Her husband used to like the shed. He’d tinker for hours with oily bits of car and motorbike. But he hadn’t done that in an age and would no more think of looking for her in the shed than up the chimney. In fact, no one would think of looking for Mary in the shed. She hated it though, it stank of mould. For a while she considered burning it to the ground. People probably even expected it after last night’s incid
ent, which was why everyone was calling her.
It was the photographer’s fault. He was in her face as soon as she opened the front door of End Point. The flash momentarily blinded her so she lashed out and caught him on the chin.
He stumbled backwards and fell over the garden wall to gasps and shouts from the onlookers.
Mary was jostled as she pushed on through, more camera flashes and shouted questions, followed all the way by a TV cameraman, who managed to dance his way out of trouble and keep the lens fixed on her, an excited-looking female presenter babbling into a furry microphone. When Mary felt wetness on her cheek and realised it was spit she started to run.
Again, the footage made the morning news. More drama in the Lacey disappearance, the same woman who last week... Mary watched on the bedroom TV. She could hear the TV in the living room but when she went downstairs her husband was watching cartoons. Daffy Duck. She burst into tears. Daffy bloody Duck. It made complete and perfect sense. Daffy Duck all noisy and frantic and her husband staring up at her from the couch. His gaze was hostile.
Then softening. He stood up and came over to her. He pulled her close. He was good at this. The way he could hold her so tight. She needed no words, no reassurance, just to be held.

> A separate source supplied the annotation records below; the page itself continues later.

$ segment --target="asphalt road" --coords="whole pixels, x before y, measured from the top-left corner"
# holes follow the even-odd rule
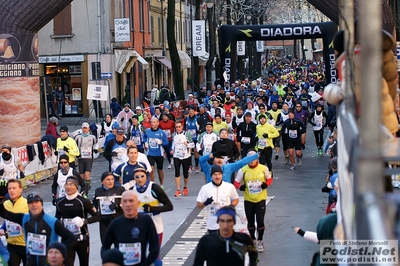
[[[66,123],[63,120],[60,125],[63,122]],[[304,230],[315,231],[318,220],[325,215],[328,201],[328,194],[322,193],[321,188],[325,182],[329,157],[316,154],[312,128],[308,127],[307,132],[303,163],[295,171],[290,171],[289,166],[283,164],[282,152],[279,160],[273,159],[274,181],[268,188],[268,196],[273,199],[266,208],[265,252],[259,254],[259,265],[309,265],[313,254],[319,249],[319,245],[302,239],[293,230],[293,227],[299,226]],[[204,184],[204,176],[202,173],[191,173],[189,195],[174,198],[174,170],[166,168],[165,161],[164,189],[174,204],[174,210],[163,214],[165,231],[161,257],[164,258],[164,265],[192,265],[196,243],[205,232],[206,213],[196,208],[196,196]],[[102,156],[95,160],[92,169],[93,189],[89,198],[93,197],[94,188],[100,186],[100,175],[107,169],[108,163]],[[24,195],[31,191],[42,193],[46,211],[54,213],[51,206],[51,183],[52,180],[43,181],[24,190]],[[239,195],[242,196],[242,193]],[[238,211],[241,224],[237,226],[245,230],[246,221],[241,206]],[[90,225],[90,232],[91,265],[101,265],[97,224]]]

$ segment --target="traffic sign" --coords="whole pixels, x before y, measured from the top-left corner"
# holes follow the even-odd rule
[[[111,72],[101,73],[101,79],[110,79],[110,78],[112,78]]]

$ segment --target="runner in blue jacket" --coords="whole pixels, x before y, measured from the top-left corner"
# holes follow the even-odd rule
[[[200,166],[206,177],[206,183],[211,182],[212,165],[208,163],[209,159],[214,159],[213,163],[222,167],[222,180],[228,183],[232,183],[231,177],[233,173],[239,171],[239,169],[243,166],[258,159],[258,153],[256,153],[251,156],[247,156],[235,163],[224,163],[223,157],[226,157],[225,155],[223,154],[223,152],[214,152],[200,157]]]

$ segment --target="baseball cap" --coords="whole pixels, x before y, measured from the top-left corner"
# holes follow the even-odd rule
[[[62,127],[60,127],[60,131],[68,132],[68,127],[67,126],[62,126]]]
[[[250,112],[246,112],[246,113],[244,114],[244,116],[251,116],[251,113],[250,113]]]
[[[29,193],[28,196],[26,197],[26,201],[28,203],[31,203],[31,202],[34,202],[34,201],[40,201],[43,204],[43,198],[42,198],[42,195],[39,192]]]
[[[79,179],[78,177],[71,175],[69,177],[67,177],[67,179],[65,180],[65,183],[67,182],[72,182],[77,188],[79,187]]]
[[[119,128],[119,124],[117,122],[114,122],[111,126],[111,129],[117,129]]]
[[[221,173],[222,174],[222,168],[219,165],[213,165],[211,167],[211,175],[213,175],[214,173]]]

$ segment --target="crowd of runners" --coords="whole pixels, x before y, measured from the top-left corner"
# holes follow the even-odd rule
[[[133,108],[125,103],[121,107],[113,100],[113,112],[106,115],[98,130],[83,123],[81,132],[73,137],[66,126],[58,132],[58,120],[51,118],[46,134],[56,139],[59,163],[52,185],[56,218],[50,219],[37,207],[43,203],[37,194],[30,194],[18,208],[4,204],[0,215],[20,222],[19,226],[12,223],[14,227],[7,224],[4,232],[0,231],[8,231],[9,265],[21,261],[24,265],[58,265],[46,258],[55,236],[34,235],[37,232],[30,224],[37,220],[42,226],[56,228],[52,234],[62,236],[68,254],[61,256],[65,265],[72,265],[75,254],[80,265],[89,265],[87,224],[94,222],[99,222],[103,259],[120,258],[119,250],[123,253],[121,265],[162,265],[161,213],[173,210],[163,190],[165,166],[174,169],[175,197],[191,194],[189,174],[204,175],[197,207],[208,208],[209,234],[199,243],[194,265],[203,265],[204,261],[223,265],[213,262],[216,258],[211,253],[219,254],[221,261],[232,261],[229,265],[243,265],[243,258],[230,244],[235,241],[249,252],[250,265],[256,265],[257,253],[264,251],[265,204],[273,165],[283,163],[288,170],[298,169],[306,147],[315,149],[318,155],[325,154],[324,128],[333,129],[336,121],[335,108],[326,105],[323,98],[323,63],[271,57],[266,68],[267,76],[215,84],[210,91],[202,88],[179,104],[168,86],[154,85],[145,93],[142,106]],[[308,124],[315,145],[306,143]],[[97,141],[103,137],[104,147],[98,147]],[[101,176],[102,186],[95,189],[93,199],[87,199],[92,189],[93,159],[101,150],[109,164]],[[6,180],[24,177],[23,167],[8,145],[2,147],[0,170]],[[14,182],[8,184],[3,197],[12,202],[22,198],[21,193],[15,196],[10,191]],[[16,185],[22,192],[20,183]],[[233,232],[237,190],[244,193],[250,235]],[[15,215],[20,212],[26,214]],[[13,234],[18,241],[13,242]],[[41,248],[28,246],[23,252],[27,240]],[[214,245],[207,245],[208,241]],[[223,256],[224,252],[229,256]]]

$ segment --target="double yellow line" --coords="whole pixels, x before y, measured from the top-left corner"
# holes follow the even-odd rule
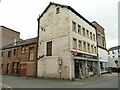
[[[8,86],[8,85],[6,85],[6,84],[2,84],[2,87],[3,87],[3,88],[9,88],[10,90],[12,90],[12,87],[10,87],[10,86]]]

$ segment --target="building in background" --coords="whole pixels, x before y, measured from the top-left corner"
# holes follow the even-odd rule
[[[38,77],[98,75],[96,28],[70,6],[50,3],[38,18],[38,38]]]
[[[108,49],[108,67],[110,67],[113,72],[117,71],[115,60],[118,60],[118,65],[120,65],[120,46],[115,46]],[[118,67],[120,71],[120,66]]]
[[[92,24],[96,27],[98,60],[100,63],[99,65],[100,74],[102,74],[107,72],[107,62],[108,62],[105,29],[102,26],[100,26],[96,21],[93,21]]]
[[[0,26],[0,66],[2,65],[3,55],[2,48],[8,44],[20,40],[20,32],[14,31],[5,26]],[[2,66],[1,66],[2,67]]]
[[[3,47],[3,74],[36,76],[37,38],[16,41]]]

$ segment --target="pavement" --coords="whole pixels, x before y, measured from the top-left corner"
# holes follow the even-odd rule
[[[33,84],[34,83],[34,84]],[[106,85],[107,86],[106,86]],[[76,80],[60,80],[60,79],[50,79],[50,78],[35,78],[35,77],[19,77],[12,75],[3,75],[3,88],[11,88],[11,87],[33,87],[33,88],[53,88],[53,87],[81,87],[89,88],[91,87],[118,87],[118,74],[103,74],[101,76],[91,76],[89,78],[84,79],[76,79]]]

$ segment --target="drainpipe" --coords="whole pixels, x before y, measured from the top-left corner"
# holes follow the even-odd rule
[[[40,18],[37,19],[38,21],[38,32],[37,32],[37,45],[36,45],[36,60],[35,60],[35,77],[37,77],[37,61],[38,61],[38,44],[39,44],[39,25],[40,25]]]

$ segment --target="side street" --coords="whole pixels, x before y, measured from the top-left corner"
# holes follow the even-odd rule
[[[37,21],[37,37],[26,40],[0,26],[3,88],[118,88],[120,46],[107,49],[97,21],[53,2]]]
[[[75,81],[3,75],[3,88],[118,88],[116,73]]]

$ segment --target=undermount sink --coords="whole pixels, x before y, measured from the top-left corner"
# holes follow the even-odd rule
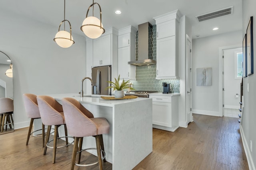
[[[72,97],[80,97],[80,95],[79,96],[73,96]],[[84,96],[84,97],[82,98],[100,98],[100,96],[92,96],[92,95],[88,95]]]
[[[100,98],[100,96],[91,96],[91,95],[90,95],[90,96],[84,96],[83,97],[84,97],[84,98]]]

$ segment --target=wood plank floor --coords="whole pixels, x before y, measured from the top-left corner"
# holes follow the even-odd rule
[[[133,170],[249,169],[237,118],[193,116],[194,121],[188,128],[180,127],[174,132],[153,129],[153,152]],[[41,137],[31,137],[26,145],[27,131],[26,128],[0,135],[0,169],[70,169],[72,145],[57,149],[52,164],[52,150],[48,149],[43,155]],[[84,152],[82,160],[96,161],[96,156]],[[103,168],[111,170],[112,164],[104,162]],[[75,169],[98,168],[75,166]]]

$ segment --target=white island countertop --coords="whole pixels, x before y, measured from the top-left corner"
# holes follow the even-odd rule
[[[106,159],[112,163],[113,170],[130,170],[152,152],[152,98],[106,100],[100,98],[104,96],[84,95],[81,98],[78,93],[47,96],[53,97],[61,104],[63,98],[75,99],[91,111],[94,117],[107,119],[110,131],[102,137]],[[40,128],[41,123],[35,123],[34,127]],[[64,136],[64,128],[60,127],[59,134]],[[95,138],[84,138],[83,149],[96,146]],[[95,150],[90,152],[97,155]]]
[[[51,96],[56,100],[61,100],[64,98],[72,98],[79,101],[81,103],[92,104],[95,105],[113,107],[117,104],[123,104],[126,103],[136,102],[140,100],[148,100],[148,98],[138,98],[135,99],[122,99],[122,100],[105,100],[102,99],[100,96],[110,96],[105,95],[98,95],[96,94],[84,94],[84,97],[81,98],[79,94],[77,93],[67,93],[64,94],[49,94],[48,96]],[[113,96],[111,97],[114,97]]]
[[[149,94],[150,96],[179,96],[180,93],[152,93]]]

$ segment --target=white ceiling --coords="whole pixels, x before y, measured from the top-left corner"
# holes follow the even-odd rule
[[[130,25],[138,28],[138,24],[146,21],[154,24],[153,18],[179,10],[189,20],[194,39],[198,35],[202,37],[242,30],[242,0],[95,0],[94,2],[101,7],[102,22],[105,29],[111,26],[120,29]],[[85,36],[80,27],[92,3],[92,0],[66,0],[66,19],[71,23],[73,32]],[[56,26],[57,32],[64,19],[64,0],[1,0],[0,9]],[[200,23],[195,18],[231,6],[234,6],[232,14]],[[122,14],[115,14],[116,10],[121,10]],[[95,6],[94,16],[99,17],[98,11],[98,8]],[[219,29],[213,31],[215,27]]]

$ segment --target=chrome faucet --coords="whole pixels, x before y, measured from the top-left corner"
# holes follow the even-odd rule
[[[84,82],[84,80],[86,79],[89,79],[91,81],[91,83],[92,83],[92,87],[93,86],[93,82],[92,81],[92,80],[91,78],[90,78],[90,77],[84,77],[84,78],[83,78],[83,79],[82,80],[82,82],[81,83],[81,92],[80,92],[80,96],[81,98],[82,98],[83,97],[84,97],[84,91],[83,90],[83,83]]]

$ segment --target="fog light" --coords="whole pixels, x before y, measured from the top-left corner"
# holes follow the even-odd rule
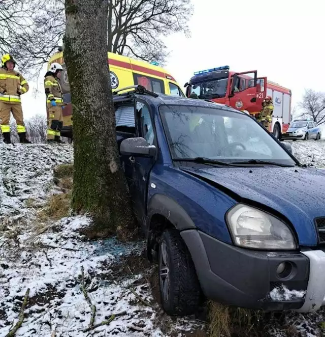
[[[290,262],[284,261],[281,262],[276,269],[278,277],[280,278],[285,278],[290,275],[292,270],[292,265]]]
[[[278,266],[276,272],[279,275],[284,271],[284,269],[285,269],[285,262],[282,262]]]

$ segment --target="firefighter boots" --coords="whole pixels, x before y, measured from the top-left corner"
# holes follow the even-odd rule
[[[3,135],[4,136],[4,142],[6,144],[11,144],[11,141],[10,141],[10,132],[4,132]]]

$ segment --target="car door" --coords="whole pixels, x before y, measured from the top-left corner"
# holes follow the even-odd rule
[[[157,147],[155,131],[148,104],[141,100],[135,102],[136,127],[138,137],[144,138],[149,145]],[[146,216],[149,178],[155,158],[131,156],[128,159],[133,167],[133,181],[129,184],[134,211],[143,223]]]

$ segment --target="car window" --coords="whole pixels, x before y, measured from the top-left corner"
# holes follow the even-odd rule
[[[245,114],[178,105],[161,105],[159,111],[173,158],[259,159],[295,164],[283,148]]]
[[[134,105],[121,105],[115,110],[116,126],[135,127]]]
[[[142,102],[137,102],[137,116],[139,136],[143,137],[149,145],[153,145],[153,126],[147,105]]]
[[[181,90],[179,89],[178,86],[174,84],[173,83],[169,83],[169,89],[171,91],[171,95],[172,96],[177,96],[180,97],[184,97],[184,95],[182,94],[183,93],[181,92]]]

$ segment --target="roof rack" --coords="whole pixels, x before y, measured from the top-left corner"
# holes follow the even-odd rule
[[[121,88],[120,89],[118,90],[115,90],[113,93],[113,95],[118,95],[118,93],[120,91],[124,91],[124,90],[128,90],[129,89],[134,89],[132,91],[133,94],[140,94],[141,95],[143,95],[146,94],[147,95],[149,95],[152,96],[153,97],[157,97],[158,95],[156,93],[153,92],[153,91],[150,91],[146,89],[146,88],[143,86],[140,86],[138,85],[137,86],[130,86],[129,87],[125,87],[124,88]],[[125,94],[129,94],[130,92],[125,93]]]

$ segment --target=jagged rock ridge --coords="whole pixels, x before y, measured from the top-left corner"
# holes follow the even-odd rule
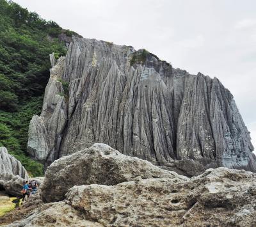
[[[104,143],[160,165],[193,159],[256,171],[250,133],[218,79],[175,69],[145,51],[77,37],[65,58],[51,61],[28,144],[45,167]]]
[[[1,146],[0,147],[0,174],[6,173],[28,179],[28,173],[20,162],[10,155],[5,147]]]

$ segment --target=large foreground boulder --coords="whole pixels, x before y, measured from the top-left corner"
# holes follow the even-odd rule
[[[13,155],[8,153],[5,147],[0,147],[0,173],[9,173],[18,175],[24,179],[28,179],[28,174],[21,164]]]
[[[190,181],[74,186],[67,203],[107,226],[255,226],[255,180],[244,171],[209,169]]]
[[[188,179],[146,160],[124,155],[108,145],[95,144],[55,160],[47,168],[41,187],[42,198],[44,202],[63,200],[74,185],[115,185],[136,178],[175,178],[177,181]]]
[[[11,226],[256,226],[256,174],[243,170],[209,169],[188,180],[138,177],[115,185],[74,186],[65,198]]]

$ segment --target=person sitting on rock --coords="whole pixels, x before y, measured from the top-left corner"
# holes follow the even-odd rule
[[[23,185],[22,193],[22,201],[24,201],[25,198],[26,198],[25,200],[26,200],[29,197],[30,191],[28,180],[26,181],[24,185]]]

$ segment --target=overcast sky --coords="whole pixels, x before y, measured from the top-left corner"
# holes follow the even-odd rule
[[[15,0],[84,38],[145,48],[220,79],[256,148],[256,1]]]

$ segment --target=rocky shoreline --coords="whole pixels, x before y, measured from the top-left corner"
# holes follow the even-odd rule
[[[54,161],[36,196],[0,221],[8,226],[253,226],[255,180],[255,173],[225,168],[189,178],[95,144]],[[12,223],[7,215],[15,217]]]

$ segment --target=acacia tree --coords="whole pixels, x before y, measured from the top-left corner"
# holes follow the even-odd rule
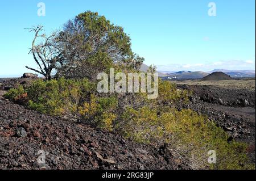
[[[68,21],[56,40],[63,57],[56,64],[59,77],[94,80],[111,66],[138,69],[144,60],[132,52],[123,28],[97,12],[87,11]]]
[[[47,37],[42,33],[44,31],[43,28],[42,26],[38,26],[27,29],[35,33],[28,54],[32,53],[38,68],[37,69],[27,66],[26,68],[44,75],[47,80],[49,80],[51,79],[51,73],[56,62],[61,60],[61,53],[55,41],[57,33],[53,32]]]

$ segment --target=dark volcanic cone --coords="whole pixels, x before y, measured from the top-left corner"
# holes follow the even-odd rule
[[[230,79],[232,79],[232,78],[229,75],[222,71],[213,72],[201,79],[202,81],[222,81]]]

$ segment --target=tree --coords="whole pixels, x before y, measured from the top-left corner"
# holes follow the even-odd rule
[[[132,52],[123,28],[97,12],[87,11],[68,21],[56,41],[63,58],[56,64],[59,77],[95,80],[110,67],[138,69],[144,60]]]
[[[44,75],[47,80],[49,80],[51,79],[51,73],[56,62],[61,60],[61,53],[56,46],[55,38],[57,33],[53,32],[47,37],[44,33],[40,33],[43,31],[43,28],[42,26],[38,26],[28,29],[30,32],[35,33],[28,54],[33,55],[38,70],[27,66],[26,68]]]

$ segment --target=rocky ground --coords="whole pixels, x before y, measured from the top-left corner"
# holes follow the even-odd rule
[[[181,89],[193,91],[190,102],[181,107],[190,108],[204,114],[222,127],[235,140],[249,145],[248,153],[255,161],[255,109],[254,90],[236,89],[214,86],[178,84]]]
[[[188,169],[166,145],[152,147],[28,110],[0,91],[0,169]],[[44,163],[44,154],[46,155]]]

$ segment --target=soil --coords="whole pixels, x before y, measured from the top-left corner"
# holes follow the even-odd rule
[[[0,90],[0,169],[189,169],[175,159],[167,145],[137,144],[84,124],[39,113],[6,100],[1,96],[4,92]]]
[[[202,78],[202,81],[222,81],[230,80],[232,78],[222,71],[216,71]]]
[[[29,110],[2,96],[5,91],[1,89],[27,86],[31,81],[0,79],[0,169],[191,169],[173,156],[167,145],[138,144],[85,124]],[[255,87],[177,87],[193,92],[189,102],[179,105],[179,109],[191,108],[207,115],[228,133],[227,141],[248,144],[248,155],[255,163]],[[40,150],[46,154],[45,164],[38,162]]]
[[[193,92],[190,102],[187,105],[180,105],[180,108],[191,108],[199,114],[207,115],[228,133],[228,141],[235,140],[249,144],[248,154],[251,163],[255,163],[255,89],[251,90],[180,84],[177,86]]]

The possibility of another bear hug would be gone by the time he got home. The last thing scrolling through his mind when he finally managed to track her down would be sympathy for his wife. Someone was bound to say something. He’d hear something on the radio...
She poured another plastic cup. Took one sip, two sips then downed it and refilled, the cups were tiny and the box of wine apparently bottomless. With a grimace she realised Andrea had probably been calling. Her daughter was following Lacey’s disappearance like a soap opera, four or five texts a day. Mary doubted there would be a message like way to go mum, as after her haranguing of the journalists. In fact, she was more likely to turn up and ask what the hell was going on. Even now she might be dumping her bag on the floor of her old bedroom.